NEW DELHI: Credit card customers typically discover themselves unable to repay their payments earlier than the due date. In such instances, bank card issuers generally enable customers to transform their whole invoice or part of it into equated month-to-month instalments (EMIs) at a decrease curiosity value and for a snug tenure.
This facility can be availed by these with out rapid compensation capability for making giant bank card spends. While the EMI conversion facility could appear a win-win proposition for each card customers and their issuers, bank card holders ought to think about these 4 components to make an optimum selection:
Conversion of excellent bank card invoice or a part of it
This possibility permits bank card customers to transform their whole bank card invoice or part of it into EMIs. Sahil Arora, senior director, Paisabazaar.com stated, “This will save them from incurring hefty finance charges, as well as, late payment fee levied on unpaid credit bills. They can repay the unpayable portion of credit card bill in smaller tranches through EMIs as per their repayment capacity.”
Conversion of choose transactions
This possibility permits card customers to transform transactions past a pre-specified threshold quantity set by the cardboard issuers into EMIs. Exercising this feature could be useful for many who want to convert solely particular card transaction(s), particularly the big-ticket ones, into EMIs.
Credit card stability switch on EMI
Many bank card issuers provide the power of EMI conversion on bank card stability switch. This possibility means that you can switch the excellent credit score stability of a bank card to a different bank card issued by a distinct card issuer after which convert the transferred stability into EMIs.
“This balance transfer facility can be helpful for card users whose existing card issuer(s) either refuse the EMI conversion facility or charge a higher interest rate for the same,” stated Arora.
Points to notice
The rate of interest levied on bank card EMI conversions are considerably decrease than hefty finance expenses of round 23%-49% p.a. levied on excellent bank card dues.
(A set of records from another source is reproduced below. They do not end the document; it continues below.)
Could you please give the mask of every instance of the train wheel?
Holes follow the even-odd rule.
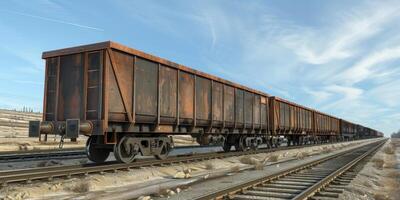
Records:
[[[118,162],[131,163],[138,153],[139,145],[127,136],[122,137],[114,146],[114,156]]]
[[[250,146],[250,149],[253,150],[253,151],[257,151],[257,149],[258,149],[258,144],[252,144],[252,145]]]
[[[246,146],[244,144],[244,139],[245,137],[240,137],[236,143],[235,143],[235,149],[236,151],[245,151],[246,150]]]
[[[168,157],[169,152],[171,151],[171,145],[169,143],[165,143],[161,147],[161,151],[159,154],[154,155],[159,160],[164,160]]]
[[[101,163],[107,160],[110,151],[108,149],[95,148],[96,139],[96,136],[90,136],[86,141],[86,155],[90,161]]]
[[[222,149],[224,149],[225,152],[230,152],[231,148],[232,144],[225,140],[224,144],[222,145]]]

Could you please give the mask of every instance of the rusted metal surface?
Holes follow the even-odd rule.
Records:
[[[353,139],[357,137],[357,124],[353,124],[349,121],[340,120],[340,131],[343,137]]]
[[[42,57],[44,121],[55,126],[68,119],[91,121],[87,135],[341,131],[338,118],[111,41]]]
[[[241,88],[244,90],[247,90],[249,92],[254,92],[254,93],[258,93],[258,94],[262,94],[264,96],[268,96],[268,94],[261,92],[261,91],[257,91],[251,88],[248,88],[246,86],[198,71],[198,70],[194,70],[192,68],[189,68],[187,66],[184,65],[180,65],[171,61],[168,61],[166,59],[154,56],[154,55],[150,55],[147,53],[144,53],[142,51],[124,46],[122,44],[118,44],[116,42],[112,42],[112,41],[106,41],[106,42],[100,42],[100,43],[95,43],[95,44],[89,44],[89,45],[82,45],[82,46],[78,46],[78,47],[72,47],[72,48],[65,48],[65,49],[59,49],[59,50],[54,50],[54,51],[47,51],[44,52],[42,55],[42,58],[46,59],[46,58],[50,58],[50,57],[57,57],[57,56],[63,56],[63,55],[69,55],[69,54],[74,54],[74,53],[79,53],[79,52],[90,52],[90,51],[95,51],[95,50],[101,50],[101,49],[107,49],[107,48],[111,48],[111,49],[116,49],[122,52],[126,52],[132,55],[137,55],[138,57],[142,57],[144,59],[153,61],[153,62],[158,62],[160,64],[163,64],[165,66],[168,67],[173,67],[173,68],[177,68],[180,69],[182,71],[186,71],[186,72],[190,72],[192,74],[198,75],[198,76],[202,76],[205,78],[209,78],[221,83],[225,83],[227,85],[231,85],[237,88]]]
[[[313,131],[313,110],[281,98],[270,97],[269,100],[274,133],[302,134]]]
[[[339,118],[314,111],[314,132],[317,135],[340,135]]]

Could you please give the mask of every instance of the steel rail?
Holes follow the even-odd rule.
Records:
[[[252,155],[258,153],[271,153],[281,150],[290,150],[303,147],[314,147],[324,144],[307,145],[307,146],[289,146],[289,147],[278,147],[272,149],[258,149],[252,151],[234,151],[234,152],[211,152],[211,153],[200,153],[190,155],[177,155],[171,156],[166,160],[156,159],[143,159],[138,162],[130,164],[106,162],[102,164],[84,164],[84,165],[61,165],[51,167],[40,167],[31,169],[18,169],[18,170],[6,170],[0,171],[0,184],[7,185],[9,183],[17,182],[28,182],[33,180],[52,180],[53,178],[71,177],[74,175],[87,175],[91,173],[105,173],[105,172],[117,172],[119,170],[129,170],[132,168],[141,167],[152,167],[152,166],[163,166],[173,165],[180,163],[190,163],[197,161],[204,161],[210,159],[221,159],[233,156]]]
[[[373,142],[373,143],[370,143],[370,144],[363,145],[361,147],[358,147],[357,149],[361,149],[361,148],[369,146],[369,145],[374,145],[373,150],[377,150],[385,142],[386,142],[386,140],[381,140],[381,141],[377,141],[377,142]],[[341,152],[341,153],[338,153],[338,154],[333,154],[333,155],[324,157],[324,158],[316,160],[316,161],[305,163],[304,165],[301,165],[301,166],[291,167],[289,169],[283,170],[283,171],[281,171],[279,173],[276,173],[276,174],[272,174],[272,175],[269,175],[269,176],[253,179],[251,181],[248,181],[248,182],[245,182],[245,183],[241,183],[241,184],[235,185],[233,187],[225,188],[225,189],[222,189],[222,190],[219,190],[219,191],[216,191],[216,192],[206,193],[206,194],[204,194],[204,195],[202,195],[200,197],[194,198],[194,199],[196,199],[196,200],[209,200],[209,199],[223,199],[225,197],[228,197],[228,199],[234,199],[233,197],[234,197],[235,194],[242,193],[242,192],[247,191],[247,190],[249,190],[251,188],[254,188],[256,186],[259,186],[259,185],[262,185],[262,184],[265,184],[265,183],[268,183],[268,182],[271,182],[271,181],[279,180],[280,178],[286,177],[286,176],[291,175],[291,174],[298,173],[298,172],[300,172],[302,170],[312,168],[314,166],[317,166],[317,165],[322,164],[324,162],[330,161],[332,159],[339,158],[340,156],[348,154],[348,153],[350,153],[350,152],[352,152],[354,150],[355,149],[350,149],[350,150],[347,150],[347,151],[344,151],[344,152]],[[371,153],[373,151],[368,151],[368,152]],[[364,155],[369,155],[369,154],[363,154],[363,157],[365,157]],[[360,161],[360,160],[362,160],[362,159],[357,159],[357,161]],[[355,162],[352,162],[352,163],[355,163]],[[350,164],[346,164],[341,169],[348,169],[347,166],[350,166]],[[332,176],[330,176],[330,177],[337,177],[338,176],[337,174],[339,174],[339,171],[335,170],[335,172],[333,174],[331,174]],[[328,181],[328,180],[332,180],[332,179],[327,177],[326,181]],[[321,185],[326,185],[326,184],[322,184],[322,183],[323,182],[321,182]],[[316,186],[316,187],[313,187],[313,188],[314,189],[318,189],[320,187]],[[310,193],[313,194],[313,191],[315,191],[315,190],[310,189],[307,192],[304,192],[304,194],[302,194],[302,196],[299,196],[298,198],[299,199],[304,199],[304,198],[302,198],[302,197],[304,197],[303,195],[309,196]]]
[[[218,147],[215,145],[211,146],[176,146],[174,149],[197,149],[197,148],[213,148]],[[47,159],[64,159],[64,158],[86,158],[86,152],[84,148],[70,148],[70,149],[46,149],[46,150],[31,150],[31,151],[9,151],[0,153],[0,163],[9,162],[24,162],[24,161],[35,161],[35,160],[47,160]]]
[[[368,155],[376,152],[382,145],[383,143],[380,143],[379,145],[373,147],[369,151],[365,152],[361,156],[357,157],[356,159],[352,160],[351,162],[347,163],[340,169],[334,171],[332,174],[328,175],[324,179],[318,181],[315,183],[313,186],[309,187],[307,190],[303,191],[302,193],[298,194],[295,196],[293,199],[295,200],[302,200],[302,199],[308,199],[309,197],[313,196],[316,192],[319,192],[321,189],[323,189],[325,186],[329,185],[332,181],[334,181],[337,177],[345,173],[347,170],[351,169],[354,167],[356,164],[358,164],[361,160],[363,160],[365,157]]]
[[[86,157],[83,148],[71,148],[63,150],[32,150],[32,151],[11,151],[0,153],[0,163],[21,162],[31,160],[60,159],[65,157],[82,158]]]

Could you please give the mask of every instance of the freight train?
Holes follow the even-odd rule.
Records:
[[[124,163],[136,155],[165,159],[171,135],[202,145],[256,149],[378,137],[377,131],[239,85],[121,44],[102,43],[48,51],[43,120],[29,136],[88,136],[87,157],[110,152]]]

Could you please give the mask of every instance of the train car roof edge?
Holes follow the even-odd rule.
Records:
[[[63,55],[70,55],[70,54],[75,54],[75,53],[81,53],[81,52],[87,52],[87,51],[97,51],[97,50],[102,50],[102,49],[107,49],[107,48],[112,48],[112,49],[116,49],[125,53],[129,53],[132,55],[136,55],[139,57],[143,57],[145,59],[148,59],[150,61],[153,62],[158,62],[160,64],[169,66],[169,67],[173,67],[182,71],[186,71],[189,73],[193,73],[196,74],[198,76],[202,76],[205,78],[209,78],[212,79],[214,81],[218,81],[221,83],[225,83],[227,85],[233,86],[233,87],[237,87],[249,92],[253,92],[259,95],[263,95],[266,97],[270,97],[271,95],[269,95],[268,93],[259,91],[259,90],[255,90],[255,89],[251,89],[247,86],[238,84],[238,83],[234,83],[232,81],[228,81],[226,79],[223,78],[219,78],[217,76],[205,73],[205,72],[201,72],[198,70],[195,70],[193,68],[187,67],[185,65],[180,65],[178,63],[169,61],[167,59],[158,57],[158,56],[154,56],[148,53],[145,53],[143,51],[131,48],[131,47],[127,47],[125,45],[119,44],[117,42],[113,42],[113,41],[105,41],[105,42],[99,42],[99,43],[93,43],[93,44],[87,44],[87,45],[81,45],[81,46],[75,46],[75,47],[70,47],[70,48],[63,48],[63,49],[58,49],[58,50],[52,50],[52,51],[45,51],[42,54],[42,58],[46,59],[46,58],[50,58],[50,57],[56,57],[56,56],[63,56]]]

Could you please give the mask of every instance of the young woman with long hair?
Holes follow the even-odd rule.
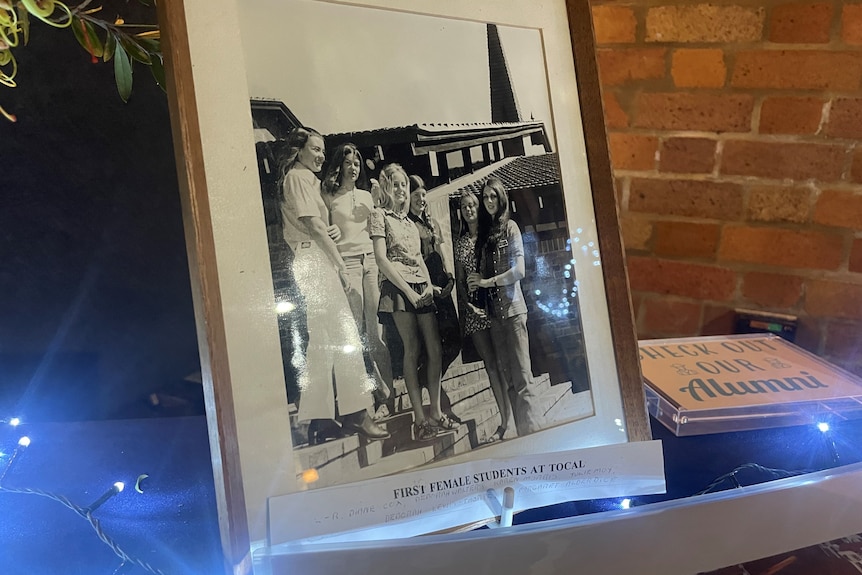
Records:
[[[541,414],[534,405],[527,305],[521,291],[526,273],[524,242],[518,224],[510,219],[509,194],[498,178],[482,189],[482,208],[476,238],[477,272],[468,274],[471,290],[488,290],[485,309],[491,320],[491,341],[509,398],[518,435],[541,429]]]
[[[437,329],[440,332],[440,342],[443,346],[441,373],[445,374],[449,366],[461,353],[462,337],[458,312],[452,301],[452,290],[455,287],[455,277],[446,269],[443,263],[443,235],[438,224],[428,213],[428,202],[425,199],[428,191],[425,181],[416,175],[410,175],[410,210],[407,217],[416,225],[419,232],[419,242],[422,245],[422,259],[428,268],[431,284],[434,286],[434,305],[437,307]],[[424,364],[420,374],[424,372]],[[421,377],[421,376],[420,376]],[[443,413],[455,423],[461,419],[452,411],[452,401],[445,389],[440,390],[440,408]]]
[[[369,356],[369,371],[377,382],[375,399],[382,404],[393,394],[392,361],[377,320],[379,270],[368,235],[368,217],[376,206],[366,187],[359,149],[350,143],[337,146],[323,177],[323,201],[332,225],[338,228],[335,246],[350,284],[347,301]]]
[[[422,244],[422,259],[434,285],[434,303],[437,305],[437,324],[443,343],[443,373],[461,353],[461,328],[458,313],[452,301],[455,277],[443,263],[443,235],[440,224],[428,213],[425,182],[419,176],[410,176],[410,210],[407,217],[416,225]],[[446,399],[444,399],[444,402]],[[451,415],[450,415],[451,417]]]
[[[295,128],[277,145],[279,189],[284,240],[293,252],[293,276],[305,300],[308,346],[294,352],[299,374],[300,421],[309,421],[309,443],[327,420],[338,420],[344,431],[368,439],[389,433],[368,413],[374,381],[365,374],[361,340],[344,287],[347,266],[329,225],[329,211],[320,195],[317,173],[323,167],[323,137],[308,128]]]
[[[369,220],[374,255],[382,273],[381,316],[391,316],[404,345],[404,383],[413,408],[413,431],[420,441],[457,427],[440,410],[441,343],[434,317],[434,286],[422,259],[416,226],[407,217],[410,188],[407,172],[398,164],[380,171],[382,209]],[[419,356],[424,345],[426,386],[431,400],[428,416],[422,407]]]
[[[478,269],[478,258],[476,254],[476,240],[479,236],[479,199],[471,192],[465,192],[460,200],[461,235],[455,241],[455,278],[458,286],[458,302],[461,309],[461,326],[465,337],[470,337],[476,352],[485,363],[485,371],[488,373],[488,381],[497,409],[500,412],[500,425],[497,430],[488,437],[488,442],[500,441],[506,435],[511,418],[512,404],[506,390],[506,384],[500,377],[500,369],[497,365],[497,352],[491,341],[491,320],[488,313],[483,309],[484,298],[470,297],[471,292],[467,287],[467,276]],[[484,292],[484,289],[481,289]],[[474,290],[473,295],[478,295],[479,290]]]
However, the rate of interest charged for EMI conversions tends to range broadly relying on the bank card and the cardboard holder’s credit score profile, previous compensation behaviour, and transaction sample.
Arora stated, “If you have multiple credit cards and you plan to make some credit card transactions that would be later converted into EMIs, make sure you compare the interest rate levied on EMI conversions by existing card issuers and accordingly make transactions. Keep in mind that credit card issuers may also levy processing fees for the EMI conversions.”